Let’s finish the line: the Pope “…Has Nothing for Indigenous Canada.” I do not want to suggest that citizens of the nation just south of the Canadian border do not care about Canada, or that non-Indigenous people would heartlessly ignore the Indigenous anew. The case is simpler than that: most of us here in the U.S. do not track many kinds of Canadian stories, though the plight of the Indigenous there or anywhere demands and deserves regular attention. Therefore, whatever measure of interest readers have on this subject, I hope they will be quickened to pick up on what the Times reported, as did many Catholic papers.

To the point (we won’t publish detailed statistics to enhance it; please trust us and all who report on this): the rate of suicides among the Indigenous population in Canada is alarming, and we “natives” of cities distant from Ottawa, the source of the headlined story, have a responsibility to take notice, even if we are not close to Native people. It would be possible to turn this column and others like it into an essay which, one hopes, might inspire reflection and change. We know that readers and citizens at large are being called to repent—does that word have a place in commentary on the news?—and revisit bad old stories, then compete with each other as mopers. If we know that, why pile on with another case history?

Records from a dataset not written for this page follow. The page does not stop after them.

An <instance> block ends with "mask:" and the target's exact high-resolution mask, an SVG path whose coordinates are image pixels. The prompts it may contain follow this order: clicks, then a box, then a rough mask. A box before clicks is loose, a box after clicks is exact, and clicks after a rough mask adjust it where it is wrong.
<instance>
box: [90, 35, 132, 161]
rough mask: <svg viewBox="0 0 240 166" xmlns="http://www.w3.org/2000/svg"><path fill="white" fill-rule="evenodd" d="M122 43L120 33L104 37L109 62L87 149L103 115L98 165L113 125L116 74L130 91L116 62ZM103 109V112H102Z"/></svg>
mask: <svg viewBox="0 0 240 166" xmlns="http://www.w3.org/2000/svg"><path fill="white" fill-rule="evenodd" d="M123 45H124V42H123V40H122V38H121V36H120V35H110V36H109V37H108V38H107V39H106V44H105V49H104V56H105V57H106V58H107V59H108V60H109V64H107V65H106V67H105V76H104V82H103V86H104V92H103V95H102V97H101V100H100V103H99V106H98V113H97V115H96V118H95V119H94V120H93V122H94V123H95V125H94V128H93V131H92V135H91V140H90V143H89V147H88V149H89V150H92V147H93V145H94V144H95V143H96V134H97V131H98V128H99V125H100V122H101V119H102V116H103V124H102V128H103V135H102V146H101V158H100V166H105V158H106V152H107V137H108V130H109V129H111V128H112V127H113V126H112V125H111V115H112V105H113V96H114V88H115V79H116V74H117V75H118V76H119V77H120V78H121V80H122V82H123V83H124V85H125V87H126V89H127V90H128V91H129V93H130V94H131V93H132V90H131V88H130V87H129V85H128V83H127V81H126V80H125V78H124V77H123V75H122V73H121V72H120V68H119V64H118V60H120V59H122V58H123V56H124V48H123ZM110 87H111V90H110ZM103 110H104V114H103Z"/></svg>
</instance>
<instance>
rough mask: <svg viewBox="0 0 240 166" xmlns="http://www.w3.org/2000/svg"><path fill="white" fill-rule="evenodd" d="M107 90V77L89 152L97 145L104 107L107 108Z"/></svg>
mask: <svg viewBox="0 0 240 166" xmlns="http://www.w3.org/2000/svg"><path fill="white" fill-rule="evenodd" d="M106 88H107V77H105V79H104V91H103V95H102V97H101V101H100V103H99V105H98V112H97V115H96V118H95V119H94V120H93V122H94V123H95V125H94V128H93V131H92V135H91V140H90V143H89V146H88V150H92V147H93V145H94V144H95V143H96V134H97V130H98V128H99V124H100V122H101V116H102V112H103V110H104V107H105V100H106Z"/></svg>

At this point I’ll draw once more on the words of a philosopher who is no stranger to this column, Max Scheler, genius writer on repentance as “change of heart.” Scheler begins by reminding us that the past is past, gone, irretrievable. Dwelling on what the forefathers of Canadian Catholics did through centuries of colonization and forced schooling may inform us, but by itself changes little. Second, bringing the case close to home, dwelling on what “I” or “we” have done to Native people is not all that creative. Scheler says what is needed is a “change of heart” in anyone who moans, not “Alas! What did I do?”—though that is a partially creative next step. No, Scheler goes further, into full creativity territory, suggesting one ask, “Alas! What kind of person am I that I am capable of doing that bad thing?” and make efforts to change from there on.

Writers and preachers and confessors in biblical traditions (though not these alone), risk all on getting us to ask and answer that final question, individually and collectively—in terms of nation, race, church, cultural context. Pope Francis has been strongly attacked of late for not responding to urgings that he apologize for what his church had done to Indigenous people. He knows how horrible that was, as well over a hundred thousand children were sorely wounded, many of them killed, by their experience in cruel residential schools with their abusive practices. But his career-long effort shows him to be acting and speaking so as to help bring about a “change of heart” in person and society, in new ways in new days. And the spirits of those Native Canadian victims, if they could be embodied, might find reason to leap and clap and dance. They would not have time to mope.